Despediste-te por correio electrónico hoje
Tinha de ser hoje, um dia assim
Dos poucos que gosto neste verão tardio
Céu azul profundo e nuvens dispersas alvas de algodão
Tinha de ser hoje, assim desta forma impessoal
Sei, sabia ou esperava, que mais dia, menos dia, tinha de ser
Mas não hoje
Podia ser num dia de chuva, nevoeiro ou frio
Ou no Outono que se avizinha…
Não hoje! Um dos raros dias do verão que eu gosto
Um dos raros dias em que admiro o céu. Respiro o ar a plenos pulmões
E me apetece partir voando…
…Eu
Sabes que sou a imperfeição reunida em momentos
Um amontoado de ideias, planos por realizar
Projectos adiados indefinidamente
Também muitas conversas para ti, dedicadas a ti, pensadas em volta de ti. Monólogos ensaiados ao pormenor em voz alta.
Naqueles dias em que ando só, conduzindo.
Assim, tenho a serenidade e o tempo para pensar. Ao mesmo tempo, vou fazendo corridas com os traços descontínuos das estradas, vencendo quilómetro sobre quilómetro, numa luta nervosa de homem e máquina.
E quando finalmente chego e páro o motor da máquina que comigo competiu, no final do dia de trabalho, sinto-me mais aliviado, vazio, ausente do tanto que te disse, (o tal monólogo de surdos…).
As respostas tardam em chegar. Nunca chegam.
Não escuto o eco de tua voz.
Não vislumbro o teu rir ou o teu olhar.
Não passas de uma miragem vazia de essência
Miragem sem tempo!
O tempo!
Inevitável tempo que já não tens
Nem sei porque já não tens mais tempo?
Para nós, ou o nosso amor. Ou só para me escutar!
Ou será que ainda existe amor?...ou existiu alguma vez?
Tinha de ser hoje, e hoje eu tinha de te escrever, febrilmente rabisquei o meu monólogo num papel de rascunho na berma da estrada.
Eu preciso do tempo para escrever
Por isso escrevo agora, ou passo a limpo as ideias do papel solto, onde aponto os meus monólogos.
Não tenho uma agenda, assim muito do que te disse, perde-se na memória, nunca o vais escutar ou ler porventura
E tenho tantos rascunhos para passar a limpo…
Por isso escrevo agora, escutando música de Ivan Lins “ A Minha história”
Recordando mentalmente como um filme.
Pode ser o filme da nossa vida, e confesso
Não me reconheço como actor
Sou personagem de adereço?
Ou secundário?
E tu!
Quem és?
Ou o que foste para mim?
E o que sou para ti?
Ilustre desconhecido sem direito a ser amigo?
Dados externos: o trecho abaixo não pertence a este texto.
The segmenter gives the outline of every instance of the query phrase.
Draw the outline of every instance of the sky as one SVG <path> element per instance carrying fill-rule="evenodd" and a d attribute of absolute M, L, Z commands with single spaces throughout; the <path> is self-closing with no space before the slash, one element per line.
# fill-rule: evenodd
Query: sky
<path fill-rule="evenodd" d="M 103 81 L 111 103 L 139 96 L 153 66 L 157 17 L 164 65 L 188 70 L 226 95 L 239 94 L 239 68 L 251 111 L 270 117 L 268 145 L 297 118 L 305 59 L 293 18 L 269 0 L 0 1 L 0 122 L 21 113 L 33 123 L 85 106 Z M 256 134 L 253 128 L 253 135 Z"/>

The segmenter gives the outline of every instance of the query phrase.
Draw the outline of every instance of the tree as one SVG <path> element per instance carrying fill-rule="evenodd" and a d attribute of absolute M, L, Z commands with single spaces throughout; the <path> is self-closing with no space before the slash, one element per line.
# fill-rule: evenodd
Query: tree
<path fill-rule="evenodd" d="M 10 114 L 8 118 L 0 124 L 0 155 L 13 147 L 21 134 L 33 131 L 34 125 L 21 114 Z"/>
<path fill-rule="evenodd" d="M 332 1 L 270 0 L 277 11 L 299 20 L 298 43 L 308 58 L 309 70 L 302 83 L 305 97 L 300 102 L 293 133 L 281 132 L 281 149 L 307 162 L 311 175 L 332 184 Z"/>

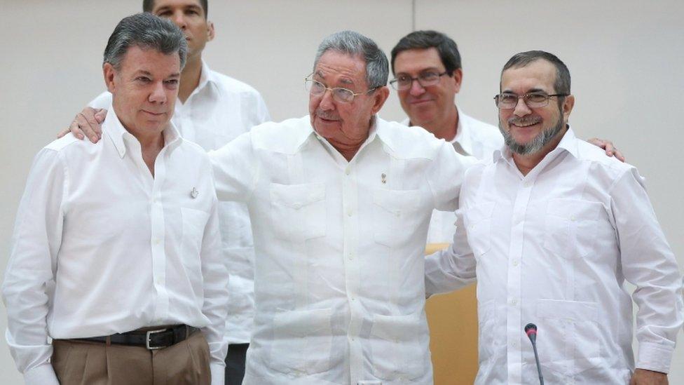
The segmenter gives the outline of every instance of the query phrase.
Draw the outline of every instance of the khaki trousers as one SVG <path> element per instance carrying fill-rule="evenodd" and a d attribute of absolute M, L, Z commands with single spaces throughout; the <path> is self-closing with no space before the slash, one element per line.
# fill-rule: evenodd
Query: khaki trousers
<path fill-rule="evenodd" d="M 53 347 L 62 385 L 211 384 L 209 345 L 200 332 L 157 350 L 74 339 L 55 339 Z"/>

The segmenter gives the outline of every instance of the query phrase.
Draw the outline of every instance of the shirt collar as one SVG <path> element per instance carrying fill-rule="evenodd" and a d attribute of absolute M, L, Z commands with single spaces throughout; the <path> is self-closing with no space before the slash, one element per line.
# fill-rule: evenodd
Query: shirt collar
<path fill-rule="evenodd" d="M 558 152 L 560 151 L 567 151 L 570 154 L 577 158 L 579 154 L 577 149 L 577 137 L 575 136 L 575 132 L 573 131 L 572 127 L 570 124 L 568 125 L 568 130 L 566 133 L 563 135 L 563 137 L 559 142 L 556 148 L 551 151 L 549 154 L 553 154 L 554 152 Z M 547 154 L 548 156 L 548 154 Z M 509 163 L 513 161 L 513 154 L 511 153 L 510 149 L 508 148 L 505 144 L 503 144 L 500 149 L 495 150 L 494 153 L 492 154 L 492 161 L 493 163 L 496 163 L 499 159 L 504 159 Z"/>
<path fill-rule="evenodd" d="M 114 106 L 110 103 L 109 108 L 107 109 L 107 117 L 102 123 L 102 131 L 109 137 L 114 144 L 119 156 L 123 158 L 126 154 L 125 142 L 129 140 L 137 140 L 133 134 L 129 133 L 114 111 Z M 167 123 L 164 130 L 162 131 L 164 135 L 164 147 L 169 146 L 175 148 L 180 144 L 180 134 L 176 126 L 170 121 Z"/>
Amigo é aquele que partilha, bons e maus momentos
Que andamos fazendo nos últimos tempos? Sem tempo para partilhar!
Degladiando-nos com palavras ou omissões…
Um deslumbramento ou um clic? Li algures, faz tempo…
Ou algo de exótico misto de rudeza e diamante em bruto a lapidar?
Afinal quem és tu que te aproximas de meu coração desta forma que dói
Afinal, alguma vez me amaste? Ou alguma vez acreditas-te no meu amor?
Alguma vez me quiseste assim como te quero. Ou queria…
Quanta desculpa inventada, quanta distancia instituída em nós!
É tarde
Tarde para se começar de novo. Vale a pena?
Tudo vale a pena quando se quer
Se o coração sente as palavras não são precisas…
Olhos nos olhos diz que não me amas, ou nunca amaste
Que tudo é um engano. Não me digas por palavras escritas…Porque são frias!
Olhos nos olhos na profundidade do nosso olhar
Ou se queres, não te dês ao trabalho, porque como dizes vivo na ilusão…
E deixe de te murmurar ao ouvido que te amava. Ou doa ainda...
(…Um dia descubro um botão neste teclado, e então apago num clic o sentimento…)
Dizes que é impossível ser teu amigo?
Todo o mundo é feito de impossíveis possíveis no acto próprio
Não queres que te ame. Não queres que te diga ao ouvido, e eu não digo
Deixo de encostar os meus lábios ao teu ouvido
Deixas de escutar o timbre de minha voz
Mas fico com o teu desamor por mim, e o meu amor por ti em sobressalto
E em curva descendente
Porque te amo ainda hoje em pensamento
Inevitavelmente, quer queiras ou não
Inevitavelmente, quer acredites ou não
A mim que me importa que não acredites
Estou louco ou sou louco. Quem sabe? Não me importo nem quero saber
Nem quero que os outros saibam que te amo ainda em pensamento
Ou que me doa permanentemente, embora não o creias, o sentimento saudade
Ou que te importes, porque já faz tempo deixei de te falar
Ou insistir…
Porque a voz não pode levar a língua e os lábios que lhe deram asas
Despediste-te por correio electrónico hoje, não num outro dia qualquer
Dos trezentos e sessenta e cinco dias do ano
Tinha que ser hoje, por isso não me importo, ou se calhar importo e protesto
A mágoa que sinto é por ter sido num dia excepcionalmente belo
Tudo o resto é acessório
O que importa é mesmo o dia de hoje que não volta
Não me importo já, se te perdi numa despedida
Num último beijo
Ou na festa no rosto
Ou no abraço longo
Na gare do aeroporto quando entraste por aquela porta
E me viraste as costas sem olhar para trás
Ou nas asas do avião que te levou para longe…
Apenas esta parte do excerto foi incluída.